I found Microchip didn't really matter, nor did Galanko. Not even with the hint of crypto-mining which I'd written about before. Because, sat staring into this abyss, I noticed Andrew Torba, the founder of Gab.ai, determined to destroy Twitter as a platform, in a photograph with British MEP Nigel Farage.
“/ourguy/” Torba wrote.
Our guy? Well, it turns out they have quote a lot in common ideologically and are both firm supporters of Trump but something else caught my eye. Torba had been trying to launch a crypto currency all of his own.
This was a second major link Farage and the seedier side of Crypto-currency – the first arising from the indictment of his assistant George Cottrell following his arrest at Chicago's O'hare airport over a money-laundering plot. According to the published indictment, Cottrell was known as “Banker.”
A year on from my book, Alternative War, which mentioned this, and the Guardian have recently unveiled that Farage's Leave.EU campaign forwarded allegedly confidential details of Cottrell's arrest to the Russian embassy in London.
By December 2017, Arron Banks' long term friend and investor Jim Mellon was withdrawing from Bitcoin.
Everything suddenly slotted into place.
Writing the book, I had typed out the phrase: “Data is, in fact, now the single biggest commodity in the world and can be used to drive electorates in almost every aspect of their decision making – the ownership of this data subsequently controls geopolitics and the world financial markets.” By December 2017, Arron Banks' long term friend and investor Jim Mellon was withdrawing from Bitcoin.

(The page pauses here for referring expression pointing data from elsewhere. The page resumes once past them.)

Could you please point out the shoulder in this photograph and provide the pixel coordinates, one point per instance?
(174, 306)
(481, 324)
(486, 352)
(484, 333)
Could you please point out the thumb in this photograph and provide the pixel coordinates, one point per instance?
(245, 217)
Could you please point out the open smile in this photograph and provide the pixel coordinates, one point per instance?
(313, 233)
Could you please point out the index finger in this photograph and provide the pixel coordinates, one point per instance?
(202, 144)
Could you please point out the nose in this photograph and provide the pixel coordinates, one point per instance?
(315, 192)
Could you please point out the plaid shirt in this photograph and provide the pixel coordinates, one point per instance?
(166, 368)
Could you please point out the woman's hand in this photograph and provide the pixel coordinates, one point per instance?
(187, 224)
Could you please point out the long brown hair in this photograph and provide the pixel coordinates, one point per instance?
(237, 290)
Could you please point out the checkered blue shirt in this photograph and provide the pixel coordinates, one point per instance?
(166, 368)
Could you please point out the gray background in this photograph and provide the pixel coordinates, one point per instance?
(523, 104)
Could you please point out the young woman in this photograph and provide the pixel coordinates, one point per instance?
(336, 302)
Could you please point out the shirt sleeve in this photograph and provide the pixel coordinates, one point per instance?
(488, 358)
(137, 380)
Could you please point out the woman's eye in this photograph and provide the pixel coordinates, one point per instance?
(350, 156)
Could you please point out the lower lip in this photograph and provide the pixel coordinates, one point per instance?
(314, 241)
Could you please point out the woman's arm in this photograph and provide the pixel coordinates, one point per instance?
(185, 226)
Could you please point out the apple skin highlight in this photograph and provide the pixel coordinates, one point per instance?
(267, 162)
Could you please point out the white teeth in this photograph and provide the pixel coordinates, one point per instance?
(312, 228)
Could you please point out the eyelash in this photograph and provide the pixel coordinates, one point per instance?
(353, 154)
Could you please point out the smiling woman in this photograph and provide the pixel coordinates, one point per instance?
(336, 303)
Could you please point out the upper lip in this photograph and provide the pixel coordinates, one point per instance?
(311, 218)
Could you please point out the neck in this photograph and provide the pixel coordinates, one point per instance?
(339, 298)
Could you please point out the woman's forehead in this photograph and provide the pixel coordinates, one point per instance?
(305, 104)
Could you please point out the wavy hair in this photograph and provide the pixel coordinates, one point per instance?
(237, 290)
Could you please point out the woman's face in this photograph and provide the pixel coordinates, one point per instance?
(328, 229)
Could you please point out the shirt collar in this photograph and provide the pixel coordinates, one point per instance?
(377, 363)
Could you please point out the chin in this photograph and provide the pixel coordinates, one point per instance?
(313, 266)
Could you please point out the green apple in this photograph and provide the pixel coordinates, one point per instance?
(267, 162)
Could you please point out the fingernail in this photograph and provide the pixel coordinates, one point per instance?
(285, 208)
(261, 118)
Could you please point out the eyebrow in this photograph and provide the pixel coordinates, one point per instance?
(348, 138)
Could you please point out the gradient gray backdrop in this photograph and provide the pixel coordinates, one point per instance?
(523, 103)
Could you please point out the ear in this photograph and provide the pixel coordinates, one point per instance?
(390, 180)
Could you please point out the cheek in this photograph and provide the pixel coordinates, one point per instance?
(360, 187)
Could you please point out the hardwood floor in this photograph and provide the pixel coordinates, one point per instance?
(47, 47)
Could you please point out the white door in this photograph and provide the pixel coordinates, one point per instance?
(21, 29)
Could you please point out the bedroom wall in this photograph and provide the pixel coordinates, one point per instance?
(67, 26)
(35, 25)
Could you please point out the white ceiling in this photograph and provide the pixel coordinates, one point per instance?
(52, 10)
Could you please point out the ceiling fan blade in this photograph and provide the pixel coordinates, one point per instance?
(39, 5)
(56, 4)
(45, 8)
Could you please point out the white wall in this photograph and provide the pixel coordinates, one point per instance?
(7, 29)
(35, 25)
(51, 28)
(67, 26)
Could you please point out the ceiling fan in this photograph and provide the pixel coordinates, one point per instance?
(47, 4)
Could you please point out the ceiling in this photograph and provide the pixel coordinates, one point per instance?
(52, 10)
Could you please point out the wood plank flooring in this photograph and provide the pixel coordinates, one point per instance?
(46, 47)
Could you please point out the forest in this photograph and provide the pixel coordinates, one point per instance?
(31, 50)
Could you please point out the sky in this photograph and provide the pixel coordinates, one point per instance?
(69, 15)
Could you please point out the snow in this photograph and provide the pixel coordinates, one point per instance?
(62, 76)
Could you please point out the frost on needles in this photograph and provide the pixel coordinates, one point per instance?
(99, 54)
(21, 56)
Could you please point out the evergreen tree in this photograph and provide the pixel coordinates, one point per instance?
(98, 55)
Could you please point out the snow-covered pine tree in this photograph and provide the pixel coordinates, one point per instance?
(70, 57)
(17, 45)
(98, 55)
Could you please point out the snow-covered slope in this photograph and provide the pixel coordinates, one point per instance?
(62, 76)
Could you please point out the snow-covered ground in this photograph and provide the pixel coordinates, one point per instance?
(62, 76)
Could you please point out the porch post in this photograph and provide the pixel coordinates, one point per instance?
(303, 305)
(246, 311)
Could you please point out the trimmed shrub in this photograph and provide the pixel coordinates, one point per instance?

At the time he wrote in Master Investor: “My mole in the crypto world – he who has made a lot of money for his investors (me included) by being a committed bull – is even now taking some money off the table (only with difficulty can the coins be converted into spendable cash). This tells you a lot of what you need to know. It’s not time to jump into the pool, just as it is beginning to drain.”
And this made me return to my conclusion that the Brexit and Trump votes were used to short the markets, including through the use of announcements conceding defeat by the ultimately victorious parties.
I'd tried for a year to get market data, even contacted Bloomberg and explained why I was interested in acquiring their data. I had no joy whatsoever.
Then, they published an absolute bombshell.
So I was right. Frustratingly right.
But even though this should have probably been enough, it wasn't. Because they hadn't looked at the Bitcoin trades.
The Bitcoin markets were shorted too, in the opposite direction. Investors with an apparent degree of inside knowledge made an absolute killing in two ways.
The value of Bitcoin exploded from around the point of the Brexit vote, peaking at ludicrous values in 2017.
On the day of the Brexit vote, at the time of Farage's announcement of impending defeat, the value fell off a cliff edge then leapt up again when the win was confirmed. This is exact opposite direction of travel to the main markets – and the trend continued to move in the opposite direction to the pound.
The same pattern repeated again around Trump's election, again in the opposite direction to the main markets.
Worst of all, crypto-currency is almost completely untraceable. They stand to get away clean, again having exploited weak regulation and outdated legal frameworks.
The whole mess of Russian hacking, Cambridge Analytica, the Trump and Leave Campaigns was not only a coup but an unprecedented shorting of the market through what I called: “mass manipulation of the electorate with the aim of controlling not only geopolitics but the financial markets too.”
These are the dark trades, the clues buried in the web of segmented and hostile disinformation.
This is how the black markets were shorted during the Brexit vote and Trump election.
And if you want to continue looking into this, I'd suggest you start with history, by looking up the search terms “Rees-Mogg+Crypto.”